Make way for Team Rob.

Unlike Team Edward or Team Jacob, Team Rob is all about -- who else? -- Robert Pattinson, starring in "Remember Me." If his name weren't attached to this movie, it likely would have gone directly to DVD.

With it, "Remember Me" is a test of Mr. Pattinson's popularity away from the "Twilight" franchise. He plays Tyler, a brooding 21-year-old New York student with daddy and authority issues, a younger sister he adores and an older brother he mourns.

"Remember Me," however, is built around twin tragedies with NYU coed Ally (Emilie de Ravin), the daughter of a nurse who was shot to death on a subway platform in 1991. Ally witnessed the murder and now lives with her overly protective police officer father (Chris Cooper) in Queens a decade later.

Tyler and Ally are brought together for all the wrong reasons, which you suspect will backfire, but fall in love.

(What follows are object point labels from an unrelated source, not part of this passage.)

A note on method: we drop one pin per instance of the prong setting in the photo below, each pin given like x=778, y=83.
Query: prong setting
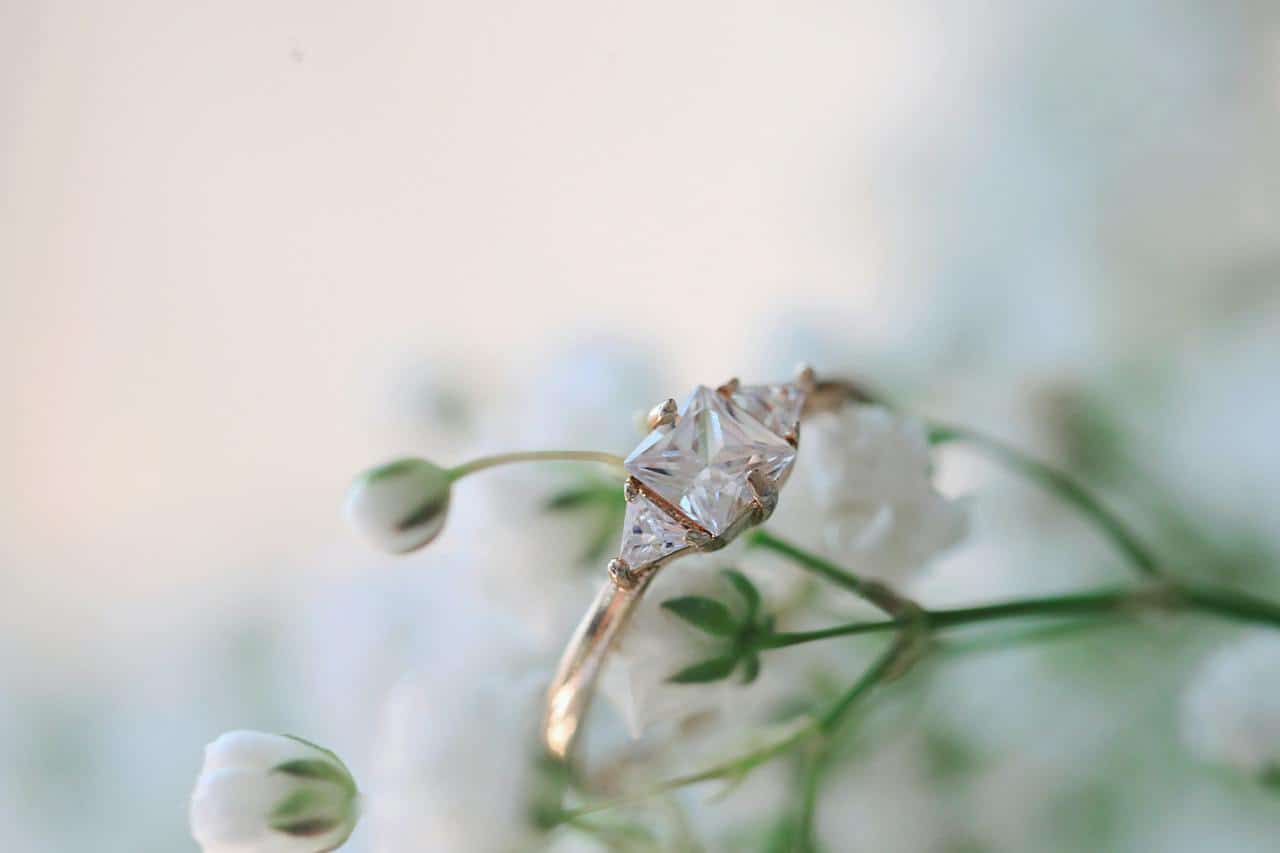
x=764, y=495
x=728, y=388
x=630, y=489
x=621, y=573
x=664, y=414
x=699, y=539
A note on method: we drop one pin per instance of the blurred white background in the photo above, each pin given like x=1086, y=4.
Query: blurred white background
x=250, y=249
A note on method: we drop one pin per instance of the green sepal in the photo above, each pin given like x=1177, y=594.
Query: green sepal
x=315, y=769
x=750, y=667
x=711, y=670
x=748, y=591
x=705, y=614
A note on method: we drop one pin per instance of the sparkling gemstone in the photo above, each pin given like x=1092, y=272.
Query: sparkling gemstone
x=649, y=534
x=700, y=464
x=775, y=406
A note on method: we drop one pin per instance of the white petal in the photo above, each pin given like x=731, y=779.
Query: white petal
x=232, y=806
x=255, y=749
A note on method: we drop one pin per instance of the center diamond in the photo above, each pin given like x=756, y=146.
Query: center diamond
x=702, y=463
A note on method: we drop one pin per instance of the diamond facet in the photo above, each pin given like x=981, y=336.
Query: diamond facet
x=700, y=465
x=649, y=534
x=775, y=406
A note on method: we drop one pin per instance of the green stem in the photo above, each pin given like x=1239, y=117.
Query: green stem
x=535, y=456
x=871, y=591
x=1212, y=602
x=810, y=779
x=1061, y=484
x=821, y=725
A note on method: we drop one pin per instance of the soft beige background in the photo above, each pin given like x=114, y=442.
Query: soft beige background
x=227, y=228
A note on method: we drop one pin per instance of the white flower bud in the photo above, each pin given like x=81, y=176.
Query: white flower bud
x=400, y=506
x=1232, y=707
x=264, y=793
x=869, y=473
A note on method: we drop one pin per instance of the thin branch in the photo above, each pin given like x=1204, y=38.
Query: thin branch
x=868, y=589
x=1061, y=484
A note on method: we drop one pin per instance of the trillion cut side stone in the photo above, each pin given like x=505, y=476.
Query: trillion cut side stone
x=649, y=534
x=702, y=464
x=775, y=406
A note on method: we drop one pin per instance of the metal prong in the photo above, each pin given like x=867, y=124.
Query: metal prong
x=630, y=489
x=699, y=538
x=663, y=414
x=764, y=493
x=620, y=570
x=807, y=378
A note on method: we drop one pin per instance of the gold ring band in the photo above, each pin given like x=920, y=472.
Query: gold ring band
x=676, y=523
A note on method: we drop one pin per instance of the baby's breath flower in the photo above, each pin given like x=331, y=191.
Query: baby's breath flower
x=869, y=473
x=1232, y=707
x=400, y=506
x=264, y=793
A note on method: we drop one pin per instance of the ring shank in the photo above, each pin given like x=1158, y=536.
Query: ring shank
x=571, y=690
x=574, y=685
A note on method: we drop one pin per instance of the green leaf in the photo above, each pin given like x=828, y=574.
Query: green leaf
x=711, y=670
x=296, y=804
x=750, y=667
x=307, y=826
x=748, y=591
x=315, y=769
x=704, y=614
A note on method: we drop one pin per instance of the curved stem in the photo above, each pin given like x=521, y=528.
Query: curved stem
x=871, y=591
x=535, y=456
x=1214, y=602
x=824, y=724
x=1061, y=484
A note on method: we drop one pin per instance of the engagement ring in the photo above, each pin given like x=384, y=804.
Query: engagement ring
x=707, y=470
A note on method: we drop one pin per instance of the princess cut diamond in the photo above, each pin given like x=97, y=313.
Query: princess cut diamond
x=702, y=464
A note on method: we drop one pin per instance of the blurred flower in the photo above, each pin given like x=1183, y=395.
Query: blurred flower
x=264, y=793
x=400, y=506
x=1232, y=707
x=452, y=767
x=869, y=474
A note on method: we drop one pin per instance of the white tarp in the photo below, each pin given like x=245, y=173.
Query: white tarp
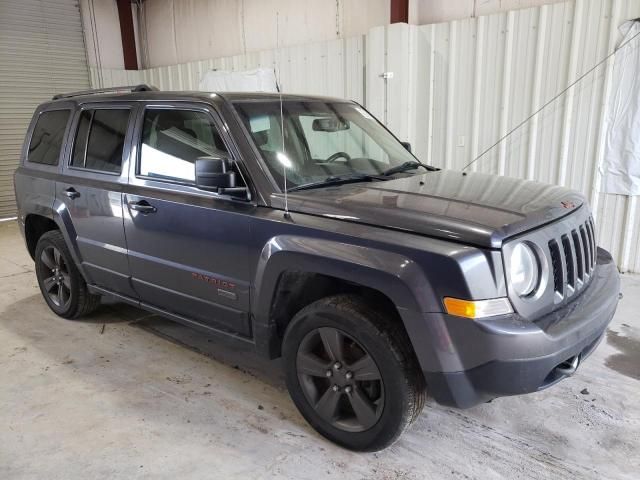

The movie, however, boasts enough conflicts, outbursts, foreshadowing and fatalistic viewpoints to go around. Pierce Brosnan, who revealed he couldn't sing in "Mamma Mia!," here proves he cannot do a Brooklyn accent as Tyler's father.

Mr. Pattinson takes a step away from Edward but isn't exactly shaving his head and playing an Army enlistee. Some of his best scenes are with young Ruby Jerins as Tyler's 11-year-old sister, and they share an easy, believable bond.

Heaping sorrow upon characters isn't the same as drama, and the themes here are worthwhile but clumsily explored. The power of the movie rests in its ending and is, indeed, memorable, but too little preceding it is.

Rated PG-13 for violence, sexual content, language and smoking.

'Our Family Wedding'

2 stars = Mediocre
Ratings explained

"Guess Who" meets "I Love Lucy" in this romcom about an African-American groom named Marcus (Lance Gross) and his fiancee, Lucia (America Ferrera), who hails from a Mexican-American family.

When they leave New York for Los Angeles and their families, they're just full of surprises: They're engaged and want to marry in three weeks before going to Laos to work, she has dropped out of law school but hasn't told anyone and, obviously, they wouldn't answer the race or ethnic origin question the same on a census form.

His father (Forest Whitaker) is a successful disc jockey and playboy who raised Marcus, a physician just like Sidney Poitier in "Guess Who's Coming to Dinner." Her happily married father (Carlos Mencia) operates a car restoration business and tows cars for the city on the side.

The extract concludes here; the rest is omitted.